The four types of SQRs can also be categorized into three functional classes, based on their quinone specificity and their in vivo function (Lancaster 2004). Subclass 1 represents SQRs, oxidizing succinate and reducing high potential quinones, such as UQ. QFRs couple fumarate reduction to the oxidation of a low-potential quinol and belong to subclass 2. Enzymes belonging to subclass 3 represent SQRs, which oxidize succinate and reduce low-potential quinones (Lancaster 2004). Note that enzymes of subclass 1 and 2 catalyze exergonic reactions, while the reaction of subclass 3 enzymes is endergonic (under standard conditions at pH 7.0).

Members of different types and classes of the SQR family are broadly distributed in the bacterial kingdom, reflecting their high variability in terms of substrate specificity and modes of energy conversion (Unden and Dünnwald 2008). We searched for different SQR types in representatives from bacterial phyla (supplementary material table S1). QFRs oxidizing low-potential quinols, which are composed of three subunits and contain two hemes b (type B), are present in the phyla Chlorobiota, Bacteroidota, Actinomycetota, Thermodesulfobacteriota and Campylobacterota. Typical examples are QFR from Desulfovibrio gigas, a member of the Deltaproteobacteria (phylum Thermodesulfobacteriota), and Wolinella succinogenes, a member of the Epsilonproteobacteria (phylum Campylobacterota). SQRs oxidizing succinate and reducing high potential quinones are present in Alpha-, Beta- and Gammaproteobacteria. Some representatives from the Gammaproteobacteria comprise both UQ and MK, enabling the organism to utilize either succinate or fumarate prevalent under different environmental conditions with adequate catalytic pathways. Consequently, these organisms encode both SQR and QFR, which are expressed differentially. Typically, their QFRs are type D enzymes (harboring two hydrophobic subunits but no heme), oxidizing low-potential quinols and reducing fumarate (Hägerhäll 1997). Bacteria belonging to Bacillota operate SQRs, which oxidize succinate and reduce low-potential quinones in a reaction that is endergonic under standard conditions at pH 7.0.

Prevotella bryantii and Prevotella bivia belong to the family Prevotellaceae, which is assigned to the phylum Bacteroidota (Avgustin et al. 1997). These obligate anaerobes contain MK as the only reported quinone species (Schleicher et al. 2021a). They comprise a type B QFR with three subunits and two hemes b, which preferentially oxidizes menaquinol (MKH2) under reduction of fumarate in vivo.
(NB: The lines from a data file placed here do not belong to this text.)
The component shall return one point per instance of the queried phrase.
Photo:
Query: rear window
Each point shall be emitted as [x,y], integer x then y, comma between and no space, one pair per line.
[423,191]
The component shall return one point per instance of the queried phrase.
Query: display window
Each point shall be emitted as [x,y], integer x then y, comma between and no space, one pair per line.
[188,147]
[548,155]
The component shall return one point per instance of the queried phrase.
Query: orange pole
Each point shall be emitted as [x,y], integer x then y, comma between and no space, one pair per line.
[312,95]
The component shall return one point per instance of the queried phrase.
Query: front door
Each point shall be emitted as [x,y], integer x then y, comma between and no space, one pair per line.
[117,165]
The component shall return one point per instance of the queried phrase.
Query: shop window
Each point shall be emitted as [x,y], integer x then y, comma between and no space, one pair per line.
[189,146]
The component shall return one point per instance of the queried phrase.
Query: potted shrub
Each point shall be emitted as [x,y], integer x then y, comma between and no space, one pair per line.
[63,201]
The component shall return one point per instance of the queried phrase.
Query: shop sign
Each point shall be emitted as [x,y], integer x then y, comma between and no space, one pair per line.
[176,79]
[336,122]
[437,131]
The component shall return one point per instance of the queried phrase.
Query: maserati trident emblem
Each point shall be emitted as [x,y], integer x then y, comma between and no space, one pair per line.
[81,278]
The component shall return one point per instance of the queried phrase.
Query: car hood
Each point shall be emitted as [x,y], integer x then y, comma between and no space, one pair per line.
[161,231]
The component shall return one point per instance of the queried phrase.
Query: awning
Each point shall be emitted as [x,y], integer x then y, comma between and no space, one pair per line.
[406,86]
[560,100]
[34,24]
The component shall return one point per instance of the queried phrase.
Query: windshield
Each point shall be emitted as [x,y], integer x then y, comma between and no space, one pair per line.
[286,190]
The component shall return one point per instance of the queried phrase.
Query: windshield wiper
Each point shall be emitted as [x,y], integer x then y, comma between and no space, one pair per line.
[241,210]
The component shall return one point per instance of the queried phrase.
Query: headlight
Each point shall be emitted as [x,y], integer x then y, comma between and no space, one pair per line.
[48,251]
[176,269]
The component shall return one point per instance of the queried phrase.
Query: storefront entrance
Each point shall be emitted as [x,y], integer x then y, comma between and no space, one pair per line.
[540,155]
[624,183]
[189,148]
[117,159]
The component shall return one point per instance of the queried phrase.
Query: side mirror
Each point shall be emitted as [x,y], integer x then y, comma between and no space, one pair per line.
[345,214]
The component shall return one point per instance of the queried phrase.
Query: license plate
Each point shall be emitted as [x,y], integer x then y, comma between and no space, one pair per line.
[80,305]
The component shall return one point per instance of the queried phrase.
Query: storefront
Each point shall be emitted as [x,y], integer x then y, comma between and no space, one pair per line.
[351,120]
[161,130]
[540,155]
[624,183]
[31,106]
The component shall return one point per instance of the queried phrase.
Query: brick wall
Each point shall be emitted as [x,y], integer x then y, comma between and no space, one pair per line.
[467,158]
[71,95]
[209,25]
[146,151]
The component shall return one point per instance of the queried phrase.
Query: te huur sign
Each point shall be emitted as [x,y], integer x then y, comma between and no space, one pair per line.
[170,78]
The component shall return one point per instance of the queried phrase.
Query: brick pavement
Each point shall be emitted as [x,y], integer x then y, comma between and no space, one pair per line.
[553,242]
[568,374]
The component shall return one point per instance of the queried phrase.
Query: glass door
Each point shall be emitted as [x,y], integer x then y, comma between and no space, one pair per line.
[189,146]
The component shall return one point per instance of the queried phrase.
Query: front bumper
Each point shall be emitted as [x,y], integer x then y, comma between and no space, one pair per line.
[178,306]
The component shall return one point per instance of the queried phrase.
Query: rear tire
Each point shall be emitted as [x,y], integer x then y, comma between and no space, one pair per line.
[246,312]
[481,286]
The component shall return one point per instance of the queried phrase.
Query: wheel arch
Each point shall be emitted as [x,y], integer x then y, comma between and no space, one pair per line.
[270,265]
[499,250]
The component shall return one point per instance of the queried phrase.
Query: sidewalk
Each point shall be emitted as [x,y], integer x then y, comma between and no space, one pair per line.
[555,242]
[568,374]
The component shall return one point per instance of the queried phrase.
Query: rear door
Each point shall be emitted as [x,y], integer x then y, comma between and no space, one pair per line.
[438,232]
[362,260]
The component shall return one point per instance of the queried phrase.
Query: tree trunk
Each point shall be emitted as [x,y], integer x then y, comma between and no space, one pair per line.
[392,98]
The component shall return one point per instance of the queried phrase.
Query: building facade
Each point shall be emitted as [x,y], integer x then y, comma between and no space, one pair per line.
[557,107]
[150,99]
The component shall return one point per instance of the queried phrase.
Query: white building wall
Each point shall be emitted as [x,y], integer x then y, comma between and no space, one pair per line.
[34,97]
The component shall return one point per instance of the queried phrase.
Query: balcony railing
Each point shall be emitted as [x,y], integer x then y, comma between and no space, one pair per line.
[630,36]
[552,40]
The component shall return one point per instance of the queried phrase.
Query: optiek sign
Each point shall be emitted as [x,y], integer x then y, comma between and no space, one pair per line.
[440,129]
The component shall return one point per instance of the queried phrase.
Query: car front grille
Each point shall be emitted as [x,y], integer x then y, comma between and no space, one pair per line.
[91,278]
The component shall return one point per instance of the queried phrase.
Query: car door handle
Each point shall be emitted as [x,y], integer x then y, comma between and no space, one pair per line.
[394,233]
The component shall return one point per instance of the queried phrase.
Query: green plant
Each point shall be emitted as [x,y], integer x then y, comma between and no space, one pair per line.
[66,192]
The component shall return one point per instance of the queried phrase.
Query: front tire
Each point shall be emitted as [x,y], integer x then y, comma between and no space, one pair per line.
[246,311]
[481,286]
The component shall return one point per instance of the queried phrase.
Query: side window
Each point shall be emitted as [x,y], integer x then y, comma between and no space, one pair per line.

Selected organisms of the phylum Bacteroidota (Bacteroides fragilis, Prevotella bryantii, Prevotella bivia) and members of the Gammaproteobacteria (Haemophilus influenzae) contain both NQR and QFR (supplementary table S1 and table S2). It seems likely that B. fragilis and H. influenzae may utilize both enzymes to re-oxidize NADH concomitant with the build-up of an electrochemical membrane potential as shown for P. bryantii (Schleicher et al. 2021a) and P. bivia (Schleicher et al. 2021b).

Conclusion

The NQR and QFR represent the key enzymes of energy conservation in P. bryantii. Here, the reduction of fumarate to succinate using NADH as electron donor is coupled to chemiosmotic energy conservation by SMF generation with menaquinone as redox carrier. From 3D structural models of Pb-NQR and Pb-QFR, routes for electron transfer and substrate binding sites are predicted. This mode of energy conservation is not only important for P. bryantii, but is likely to occur in other bacteria operating both NQR and QFR.